Rédigé par La rédaction le Lundi 20 Avril 2026

Pendant deux ans, le scénario paraissait écrit d’avance. D’un côté, les États-Unis : OpenAI, Anthropic, Google, Meta, xAI, des levées massives, des puces rares, des data centers géants, des chercheurs du monde entier et une capacité industrielle qui semblait hors d’atteinte. De l’autre, une Chine souvent décrite comme suiveuse, bridée par les sanctions technologiques et condamnée à courir derrière. Ce récit n’est plus tenable en l’état. Le rapport 2026 de l’AI Index de Stanford HAI, publié mi-avril 2026, montre que l’avance américaine ne s’est pas évaporée, mais qu’elle s’est nettement rétrécie. Stanford va même jusqu’à parler d’un écart de performance entre modèles américains et chinois désormais “effectivement refermé”.
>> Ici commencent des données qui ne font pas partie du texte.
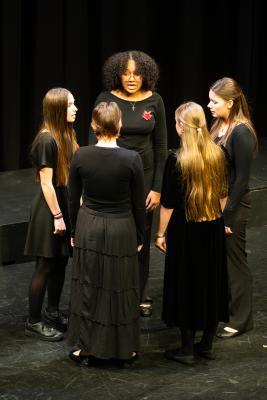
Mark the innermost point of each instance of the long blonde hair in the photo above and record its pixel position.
(55, 124)
(229, 89)
(203, 165)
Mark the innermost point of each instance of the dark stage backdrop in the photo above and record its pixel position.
(48, 43)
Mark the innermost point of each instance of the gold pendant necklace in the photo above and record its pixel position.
(133, 104)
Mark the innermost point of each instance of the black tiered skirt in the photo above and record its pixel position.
(104, 308)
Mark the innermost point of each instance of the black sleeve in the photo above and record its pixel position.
(171, 194)
(138, 197)
(160, 145)
(44, 153)
(242, 148)
(75, 191)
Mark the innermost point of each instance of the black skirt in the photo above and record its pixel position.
(195, 291)
(104, 307)
(40, 239)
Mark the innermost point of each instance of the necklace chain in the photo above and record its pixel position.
(133, 104)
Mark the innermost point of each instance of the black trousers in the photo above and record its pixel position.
(144, 258)
(240, 277)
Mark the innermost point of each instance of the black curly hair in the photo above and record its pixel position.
(116, 65)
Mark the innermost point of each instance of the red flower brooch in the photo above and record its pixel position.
(147, 115)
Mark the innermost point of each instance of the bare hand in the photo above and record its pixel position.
(160, 244)
(60, 227)
(228, 230)
(152, 200)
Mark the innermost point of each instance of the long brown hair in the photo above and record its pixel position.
(55, 124)
(229, 89)
(202, 164)
(106, 119)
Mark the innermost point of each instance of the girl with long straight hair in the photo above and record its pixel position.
(48, 237)
(191, 233)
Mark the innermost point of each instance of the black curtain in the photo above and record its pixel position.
(48, 43)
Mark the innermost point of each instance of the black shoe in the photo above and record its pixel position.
(126, 363)
(146, 311)
(43, 332)
(223, 334)
(208, 354)
(178, 356)
(80, 359)
(57, 320)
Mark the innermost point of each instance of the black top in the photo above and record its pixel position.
(144, 130)
(111, 181)
(240, 147)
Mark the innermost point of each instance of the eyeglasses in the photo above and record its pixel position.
(128, 75)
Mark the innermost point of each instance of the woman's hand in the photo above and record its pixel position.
(60, 227)
(228, 230)
(152, 200)
(139, 248)
(160, 244)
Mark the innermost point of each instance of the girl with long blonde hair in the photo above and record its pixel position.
(191, 233)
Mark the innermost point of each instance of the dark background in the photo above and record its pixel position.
(48, 43)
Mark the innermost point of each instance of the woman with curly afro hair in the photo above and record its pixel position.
(130, 79)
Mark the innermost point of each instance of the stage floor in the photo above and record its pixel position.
(36, 370)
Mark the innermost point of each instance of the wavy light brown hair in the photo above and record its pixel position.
(106, 119)
(229, 89)
(55, 124)
(202, 163)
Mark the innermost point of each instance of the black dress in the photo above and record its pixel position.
(195, 282)
(40, 239)
(143, 130)
(104, 307)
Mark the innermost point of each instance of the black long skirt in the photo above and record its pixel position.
(104, 307)
(195, 291)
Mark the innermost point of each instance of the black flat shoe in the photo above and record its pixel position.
(126, 363)
(57, 320)
(208, 354)
(223, 334)
(178, 356)
(42, 331)
(80, 359)
(146, 311)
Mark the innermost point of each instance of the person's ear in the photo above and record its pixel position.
(230, 104)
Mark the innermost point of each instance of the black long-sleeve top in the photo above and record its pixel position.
(143, 130)
(111, 180)
(240, 147)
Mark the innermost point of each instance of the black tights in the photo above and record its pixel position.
(49, 274)
(188, 337)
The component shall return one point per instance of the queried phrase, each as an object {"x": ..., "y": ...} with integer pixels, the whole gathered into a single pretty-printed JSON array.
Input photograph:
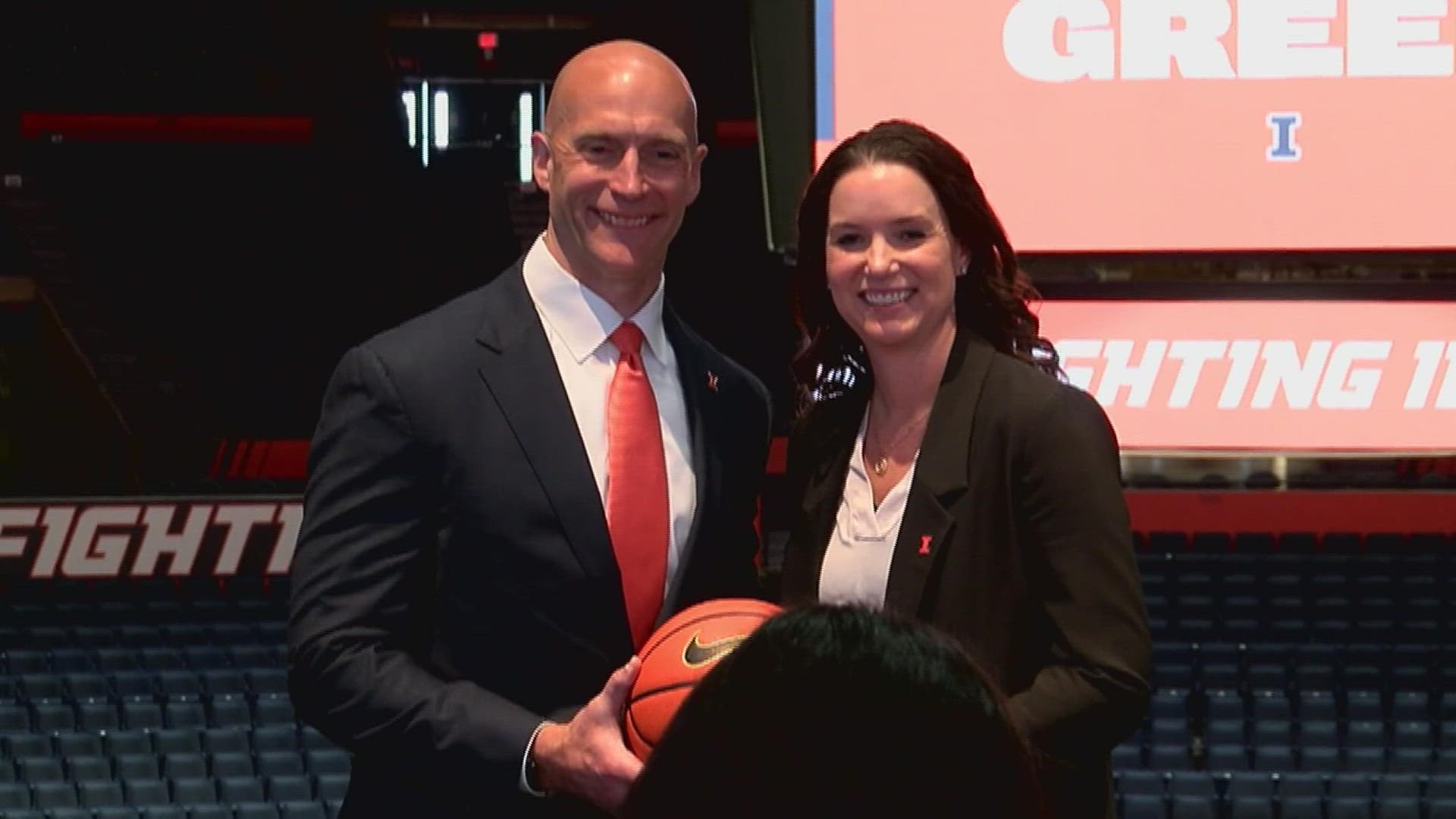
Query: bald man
[{"x": 509, "y": 493}]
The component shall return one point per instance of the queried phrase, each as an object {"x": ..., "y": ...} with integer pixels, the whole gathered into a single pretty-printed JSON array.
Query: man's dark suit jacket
[
  {"x": 1030, "y": 558},
  {"x": 455, "y": 582}
]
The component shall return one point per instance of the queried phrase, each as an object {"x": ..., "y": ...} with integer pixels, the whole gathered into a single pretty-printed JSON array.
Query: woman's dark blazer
[{"x": 1017, "y": 541}]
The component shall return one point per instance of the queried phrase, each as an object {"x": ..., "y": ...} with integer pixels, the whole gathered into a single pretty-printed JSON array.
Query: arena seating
[
  {"x": 155, "y": 701},
  {"x": 1296, "y": 676}
]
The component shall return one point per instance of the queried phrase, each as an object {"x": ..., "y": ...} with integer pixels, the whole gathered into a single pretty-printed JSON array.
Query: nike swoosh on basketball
[{"x": 702, "y": 653}]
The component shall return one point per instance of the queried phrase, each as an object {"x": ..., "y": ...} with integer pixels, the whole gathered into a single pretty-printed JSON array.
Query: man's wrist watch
[{"x": 533, "y": 779}]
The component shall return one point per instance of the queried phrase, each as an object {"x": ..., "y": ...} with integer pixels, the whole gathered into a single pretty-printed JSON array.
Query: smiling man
[{"x": 511, "y": 491}]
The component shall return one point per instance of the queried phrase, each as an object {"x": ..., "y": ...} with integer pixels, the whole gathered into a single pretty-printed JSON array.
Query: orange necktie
[{"x": 637, "y": 485}]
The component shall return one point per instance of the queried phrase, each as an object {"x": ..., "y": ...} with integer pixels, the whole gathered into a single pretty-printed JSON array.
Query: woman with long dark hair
[{"x": 946, "y": 471}]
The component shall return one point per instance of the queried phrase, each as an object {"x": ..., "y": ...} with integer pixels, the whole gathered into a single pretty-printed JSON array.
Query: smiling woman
[{"x": 1014, "y": 539}]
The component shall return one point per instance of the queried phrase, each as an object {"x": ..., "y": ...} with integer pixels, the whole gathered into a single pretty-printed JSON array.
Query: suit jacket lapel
[
  {"x": 702, "y": 420},
  {"x": 520, "y": 372},
  {"x": 940, "y": 479}
]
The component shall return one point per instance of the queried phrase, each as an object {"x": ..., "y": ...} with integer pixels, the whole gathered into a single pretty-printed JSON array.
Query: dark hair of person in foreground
[{"x": 840, "y": 711}]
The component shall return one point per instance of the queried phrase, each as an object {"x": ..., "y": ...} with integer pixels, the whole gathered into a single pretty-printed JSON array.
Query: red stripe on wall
[{"x": 166, "y": 127}]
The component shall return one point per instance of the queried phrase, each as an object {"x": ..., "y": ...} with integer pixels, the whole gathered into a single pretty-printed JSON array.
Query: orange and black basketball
[{"x": 677, "y": 654}]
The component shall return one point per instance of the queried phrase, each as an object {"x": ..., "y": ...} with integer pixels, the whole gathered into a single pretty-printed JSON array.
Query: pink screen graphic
[{"x": 1106, "y": 126}]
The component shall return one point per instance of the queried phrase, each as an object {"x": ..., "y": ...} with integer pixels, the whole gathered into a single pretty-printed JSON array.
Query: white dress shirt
[
  {"x": 856, "y": 563},
  {"x": 577, "y": 324}
]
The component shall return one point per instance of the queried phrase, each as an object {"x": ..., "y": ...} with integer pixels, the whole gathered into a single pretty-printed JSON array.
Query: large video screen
[{"x": 1122, "y": 126}]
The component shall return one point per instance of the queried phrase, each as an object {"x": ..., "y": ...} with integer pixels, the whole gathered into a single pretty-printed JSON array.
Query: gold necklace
[{"x": 881, "y": 464}]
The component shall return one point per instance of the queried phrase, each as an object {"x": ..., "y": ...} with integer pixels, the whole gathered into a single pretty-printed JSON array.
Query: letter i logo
[{"x": 1282, "y": 129}]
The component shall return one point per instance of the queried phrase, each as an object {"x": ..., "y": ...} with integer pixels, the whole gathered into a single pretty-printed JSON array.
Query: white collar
[{"x": 580, "y": 316}]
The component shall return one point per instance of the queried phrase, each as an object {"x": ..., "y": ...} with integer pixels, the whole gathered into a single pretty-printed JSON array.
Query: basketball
[{"x": 677, "y": 654}]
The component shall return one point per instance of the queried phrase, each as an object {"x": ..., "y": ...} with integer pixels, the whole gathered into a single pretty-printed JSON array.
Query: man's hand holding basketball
[{"x": 587, "y": 757}]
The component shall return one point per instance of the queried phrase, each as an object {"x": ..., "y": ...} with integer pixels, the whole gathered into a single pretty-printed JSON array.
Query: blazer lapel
[
  {"x": 702, "y": 420},
  {"x": 833, "y": 439},
  {"x": 940, "y": 479},
  {"x": 520, "y": 372}
]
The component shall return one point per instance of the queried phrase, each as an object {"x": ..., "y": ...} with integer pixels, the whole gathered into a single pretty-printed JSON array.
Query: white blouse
[{"x": 856, "y": 563}]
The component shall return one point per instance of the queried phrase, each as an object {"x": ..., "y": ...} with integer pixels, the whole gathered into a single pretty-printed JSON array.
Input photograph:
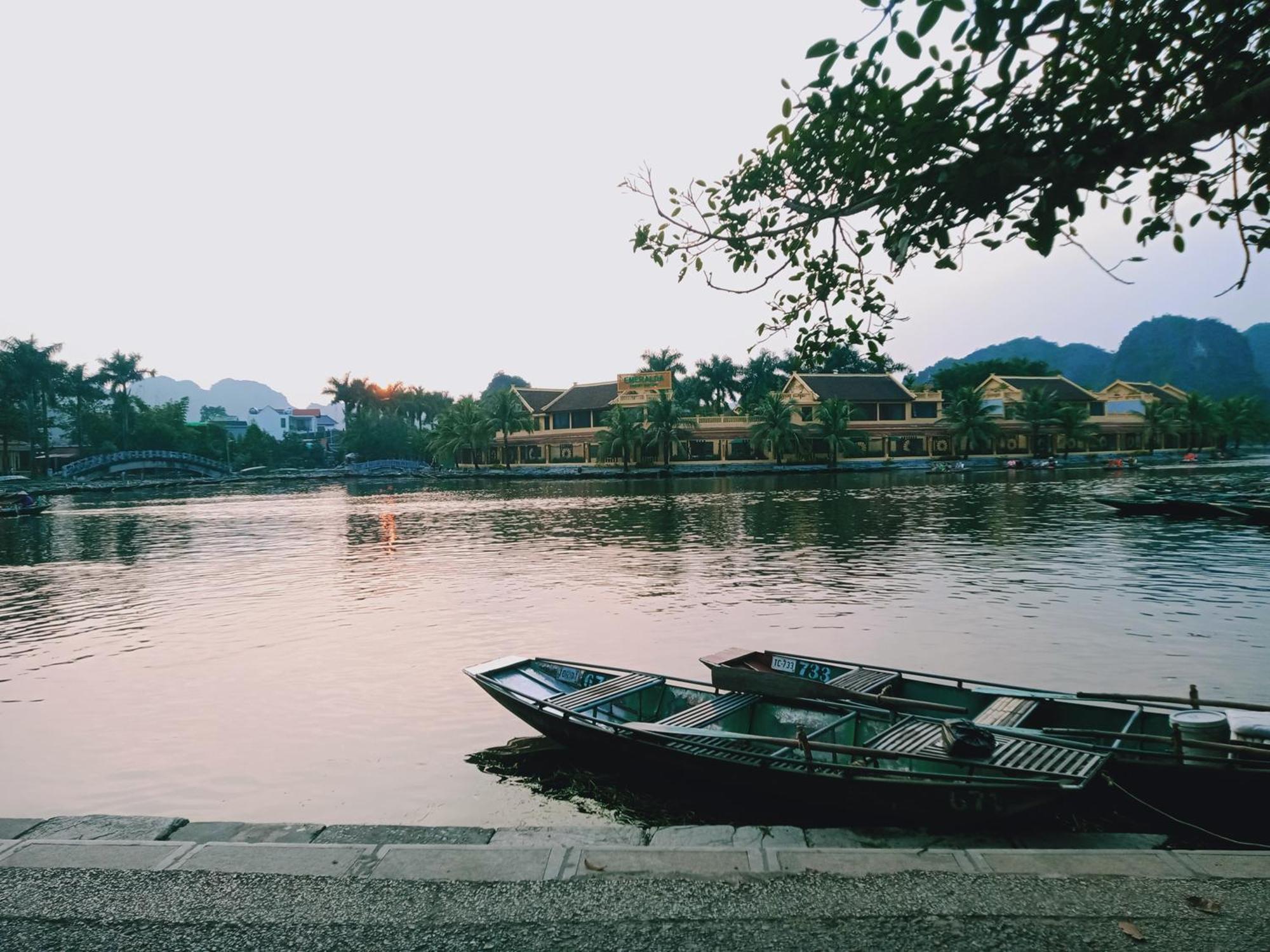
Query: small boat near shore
[
  {"x": 1178, "y": 508},
  {"x": 863, "y": 760},
  {"x": 13, "y": 510},
  {"x": 1173, "y": 751}
]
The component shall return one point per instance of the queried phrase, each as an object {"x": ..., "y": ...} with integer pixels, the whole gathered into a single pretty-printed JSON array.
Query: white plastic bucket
[{"x": 1201, "y": 725}]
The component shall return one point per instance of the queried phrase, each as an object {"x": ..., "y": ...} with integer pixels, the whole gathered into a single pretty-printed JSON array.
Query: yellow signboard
[{"x": 650, "y": 380}]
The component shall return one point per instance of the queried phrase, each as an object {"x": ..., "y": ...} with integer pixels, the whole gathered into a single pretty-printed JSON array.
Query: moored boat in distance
[
  {"x": 859, "y": 760},
  {"x": 1154, "y": 751},
  {"x": 17, "y": 510}
]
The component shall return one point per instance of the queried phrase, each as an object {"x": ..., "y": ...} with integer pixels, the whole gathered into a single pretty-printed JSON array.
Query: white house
[{"x": 279, "y": 423}]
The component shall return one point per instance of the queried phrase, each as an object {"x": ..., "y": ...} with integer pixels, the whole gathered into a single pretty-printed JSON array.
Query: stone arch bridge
[{"x": 133, "y": 460}]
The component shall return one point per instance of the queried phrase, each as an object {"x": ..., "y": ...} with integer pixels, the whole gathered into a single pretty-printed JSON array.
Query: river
[{"x": 297, "y": 654}]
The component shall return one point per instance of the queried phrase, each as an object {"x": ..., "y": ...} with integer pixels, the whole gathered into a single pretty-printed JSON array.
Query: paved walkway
[{"x": 482, "y": 855}]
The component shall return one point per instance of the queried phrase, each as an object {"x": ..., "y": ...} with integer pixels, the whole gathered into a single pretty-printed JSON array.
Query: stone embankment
[
  {"x": 589, "y": 472},
  {"x": 534, "y": 854}
]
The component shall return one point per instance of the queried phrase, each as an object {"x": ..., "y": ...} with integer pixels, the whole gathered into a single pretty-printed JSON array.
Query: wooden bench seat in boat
[
  {"x": 603, "y": 694},
  {"x": 709, "y": 711},
  {"x": 1006, "y": 713},
  {"x": 912, "y": 736},
  {"x": 866, "y": 681}
]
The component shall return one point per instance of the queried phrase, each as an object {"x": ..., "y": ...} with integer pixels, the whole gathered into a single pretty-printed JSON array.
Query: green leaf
[
  {"x": 909, "y": 45},
  {"x": 930, "y": 17}
]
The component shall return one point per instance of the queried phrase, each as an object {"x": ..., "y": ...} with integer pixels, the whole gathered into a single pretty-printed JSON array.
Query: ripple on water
[{"x": 297, "y": 656}]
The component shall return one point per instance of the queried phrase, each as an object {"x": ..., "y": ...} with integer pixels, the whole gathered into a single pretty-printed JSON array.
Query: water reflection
[{"x": 328, "y": 624}]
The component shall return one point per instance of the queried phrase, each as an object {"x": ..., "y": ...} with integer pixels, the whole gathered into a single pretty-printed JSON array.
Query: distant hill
[
  {"x": 1194, "y": 355},
  {"x": 1259, "y": 342},
  {"x": 1208, "y": 356},
  {"x": 238, "y": 397},
  {"x": 1084, "y": 364}
]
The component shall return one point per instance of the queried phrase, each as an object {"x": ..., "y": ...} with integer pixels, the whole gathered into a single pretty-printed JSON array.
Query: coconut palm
[
  {"x": 664, "y": 360},
  {"x": 510, "y": 416},
  {"x": 760, "y": 378},
  {"x": 84, "y": 392},
  {"x": 120, "y": 371},
  {"x": 774, "y": 430},
  {"x": 1159, "y": 420},
  {"x": 35, "y": 376},
  {"x": 834, "y": 426},
  {"x": 1038, "y": 409},
  {"x": 1074, "y": 423},
  {"x": 669, "y": 426},
  {"x": 1196, "y": 416},
  {"x": 623, "y": 435},
  {"x": 970, "y": 421},
  {"x": 465, "y": 426},
  {"x": 693, "y": 394},
  {"x": 341, "y": 393},
  {"x": 721, "y": 376}
]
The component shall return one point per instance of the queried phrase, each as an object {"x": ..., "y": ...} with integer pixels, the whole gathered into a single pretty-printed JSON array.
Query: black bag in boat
[{"x": 967, "y": 739}]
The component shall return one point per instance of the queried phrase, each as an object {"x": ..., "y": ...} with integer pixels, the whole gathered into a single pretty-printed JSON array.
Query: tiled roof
[
  {"x": 857, "y": 388},
  {"x": 1062, "y": 388},
  {"x": 585, "y": 397},
  {"x": 1156, "y": 392},
  {"x": 538, "y": 398}
]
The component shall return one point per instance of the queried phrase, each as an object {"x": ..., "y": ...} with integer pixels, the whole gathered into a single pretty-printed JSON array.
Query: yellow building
[{"x": 893, "y": 422}]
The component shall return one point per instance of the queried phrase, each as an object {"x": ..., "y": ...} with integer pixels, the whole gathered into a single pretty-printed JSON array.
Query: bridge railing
[{"x": 128, "y": 456}]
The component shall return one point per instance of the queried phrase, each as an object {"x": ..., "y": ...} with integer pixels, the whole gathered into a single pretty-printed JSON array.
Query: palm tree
[
  {"x": 774, "y": 428},
  {"x": 35, "y": 378},
  {"x": 623, "y": 435},
  {"x": 834, "y": 426},
  {"x": 693, "y": 394},
  {"x": 1159, "y": 420},
  {"x": 669, "y": 426},
  {"x": 1236, "y": 418},
  {"x": 761, "y": 376},
  {"x": 1038, "y": 409},
  {"x": 84, "y": 392},
  {"x": 970, "y": 421},
  {"x": 1196, "y": 414},
  {"x": 1074, "y": 425},
  {"x": 119, "y": 374},
  {"x": 465, "y": 426},
  {"x": 721, "y": 376},
  {"x": 341, "y": 393},
  {"x": 510, "y": 416},
  {"x": 665, "y": 360}
]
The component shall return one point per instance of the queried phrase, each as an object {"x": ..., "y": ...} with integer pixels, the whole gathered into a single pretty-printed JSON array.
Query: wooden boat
[
  {"x": 15, "y": 510},
  {"x": 1136, "y": 507},
  {"x": 1136, "y": 733},
  {"x": 1255, "y": 515},
  {"x": 1175, "y": 508},
  {"x": 869, "y": 760}
]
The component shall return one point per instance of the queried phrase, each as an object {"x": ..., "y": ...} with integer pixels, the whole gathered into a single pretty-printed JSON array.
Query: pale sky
[{"x": 406, "y": 191}]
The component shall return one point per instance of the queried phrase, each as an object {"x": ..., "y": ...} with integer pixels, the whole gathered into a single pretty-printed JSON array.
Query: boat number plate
[{"x": 802, "y": 670}]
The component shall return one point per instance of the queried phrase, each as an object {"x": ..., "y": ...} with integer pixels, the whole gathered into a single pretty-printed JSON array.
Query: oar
[
  {"x": 890, "y": 701},
  {"x": 1254, "y": 750},
  {"x": 876, "y": 753},
  {"x": 1120, "y": 699},
  {"x": 1166, "y": 700}
]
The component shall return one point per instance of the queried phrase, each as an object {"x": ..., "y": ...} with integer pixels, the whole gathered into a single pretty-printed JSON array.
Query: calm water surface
[{"x": 295, "y": 656}]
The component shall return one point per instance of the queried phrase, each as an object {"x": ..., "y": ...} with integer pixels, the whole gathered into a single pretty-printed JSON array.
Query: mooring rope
[{"x": 1184, "y": 823}]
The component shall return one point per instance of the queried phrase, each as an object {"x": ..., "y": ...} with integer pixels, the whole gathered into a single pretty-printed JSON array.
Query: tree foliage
[{"x": 948, "y": 126}]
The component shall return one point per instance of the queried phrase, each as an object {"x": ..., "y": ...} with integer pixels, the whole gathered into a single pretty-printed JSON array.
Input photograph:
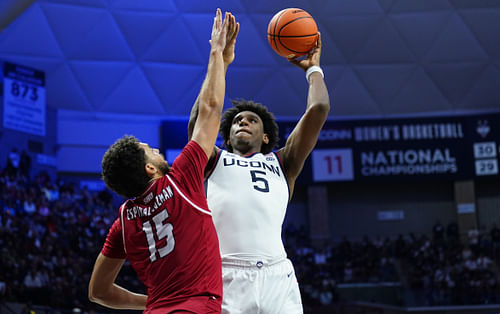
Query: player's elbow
[
  {"x": 321, "y": 107},
  {"x": 96, "y": 294}
]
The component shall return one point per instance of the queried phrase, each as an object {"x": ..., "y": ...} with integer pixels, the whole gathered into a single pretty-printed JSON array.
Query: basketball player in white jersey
[{"x": 249, "y": 187}]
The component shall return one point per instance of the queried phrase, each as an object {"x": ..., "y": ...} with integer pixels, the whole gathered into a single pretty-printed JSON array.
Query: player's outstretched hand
[
  {"x": 219, "y": 31},
  {"x": 232, "y": 33},
  {"x": 312, "y": 58}
]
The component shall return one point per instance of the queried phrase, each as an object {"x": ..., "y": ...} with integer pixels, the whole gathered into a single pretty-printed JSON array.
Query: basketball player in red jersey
[
  {"x": 248, "y": 190},
  {"x": 165, "y": 228}
]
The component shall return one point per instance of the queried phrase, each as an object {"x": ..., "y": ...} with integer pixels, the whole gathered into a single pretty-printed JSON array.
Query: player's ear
[
  {"x": 151, "y": 169},
  {"x": 265, "y": 138}
]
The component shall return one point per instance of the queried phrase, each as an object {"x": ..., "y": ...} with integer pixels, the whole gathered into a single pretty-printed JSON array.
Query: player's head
[
  {"x": 263, "y": 134},
  {"x": 128, "y": 166}
]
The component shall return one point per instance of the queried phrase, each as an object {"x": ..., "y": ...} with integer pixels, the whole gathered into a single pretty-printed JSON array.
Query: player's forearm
[
  {"x": 213, "y": 88},
  {"x": 119, "y": 298},
  {"x": 318, "y": 97},
  {"x": 193, "y": 117}
]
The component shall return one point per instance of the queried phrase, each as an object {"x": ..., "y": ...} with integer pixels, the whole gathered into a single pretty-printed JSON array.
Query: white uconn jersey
[{"x": 248, "y": 197}]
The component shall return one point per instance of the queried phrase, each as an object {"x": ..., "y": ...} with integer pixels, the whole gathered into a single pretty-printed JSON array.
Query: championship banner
[
  {"x": 447, "y": 148},
  {"x": 24, "y": 99}
]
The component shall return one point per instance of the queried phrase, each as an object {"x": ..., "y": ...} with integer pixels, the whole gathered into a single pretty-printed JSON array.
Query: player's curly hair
[
  {"x": 270, "y": 125},
  {"x": 123, "y": 167}
]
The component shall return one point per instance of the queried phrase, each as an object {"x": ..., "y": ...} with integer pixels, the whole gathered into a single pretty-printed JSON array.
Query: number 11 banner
[{"x": 24, "y": 99}]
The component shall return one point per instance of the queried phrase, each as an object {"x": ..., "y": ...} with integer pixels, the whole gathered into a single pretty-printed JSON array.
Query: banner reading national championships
[{"x": 454, "y": 148}]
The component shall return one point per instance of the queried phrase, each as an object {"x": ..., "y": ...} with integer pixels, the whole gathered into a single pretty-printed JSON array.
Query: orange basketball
[{"x": 292, "y": 32}]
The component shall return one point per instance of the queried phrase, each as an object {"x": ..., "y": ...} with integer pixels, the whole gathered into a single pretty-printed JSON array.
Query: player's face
[
  {"x": 247, "y": 132},
  {"x": 154, "y": 157}
]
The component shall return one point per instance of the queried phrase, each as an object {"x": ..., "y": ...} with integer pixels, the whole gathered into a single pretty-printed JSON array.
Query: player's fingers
[{"x": 236, "y": 31}]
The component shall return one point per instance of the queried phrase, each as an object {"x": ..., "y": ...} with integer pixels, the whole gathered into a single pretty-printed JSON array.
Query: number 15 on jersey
[{"x": 332, "y": 165}]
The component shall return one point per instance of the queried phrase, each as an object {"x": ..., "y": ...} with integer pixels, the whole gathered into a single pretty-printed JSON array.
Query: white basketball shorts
[{"x": 260, "y": 287}]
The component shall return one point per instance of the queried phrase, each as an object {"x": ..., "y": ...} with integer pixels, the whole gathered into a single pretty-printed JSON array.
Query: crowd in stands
[{"x": 51, "y": 231}]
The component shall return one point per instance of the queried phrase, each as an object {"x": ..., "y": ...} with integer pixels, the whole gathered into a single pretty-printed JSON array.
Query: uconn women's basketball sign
[{"x": 449, "y": 148}]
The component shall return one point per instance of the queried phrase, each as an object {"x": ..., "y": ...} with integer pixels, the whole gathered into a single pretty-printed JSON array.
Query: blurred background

Le match n’est plus “l’Amérique invente, la Chine suit”. Il devient : l’Amérique dépense plus, la Chine rattrape plus vite

Le point le plus frappant est là. Selon le chapitre “Technical Performance” de l’AI Index 2026, les modèles américains et chinois ont échangé plusieurs fois leurs positions en tête des classements depuis le début de 2025. En février 2025, DeepSeek-R1 a brièvement rejoint le meilleur modèle américain du moment. En mars 2026, l’écart entre le meilleur modèle américain et le meilleur modèle chinois n’était plus que de 2,7 %, après avoir oscillé tout au long de l’année dans une zone de quasi-parité. Plus révélateur encore : l’avance américaine, très large en 2023, s’est resserrée à un niveau qui change la nature même de la concurrence. On ne parle plus d’un peloton et d’un retardataire, mais de deux blocs qui se surveillent presque à vue.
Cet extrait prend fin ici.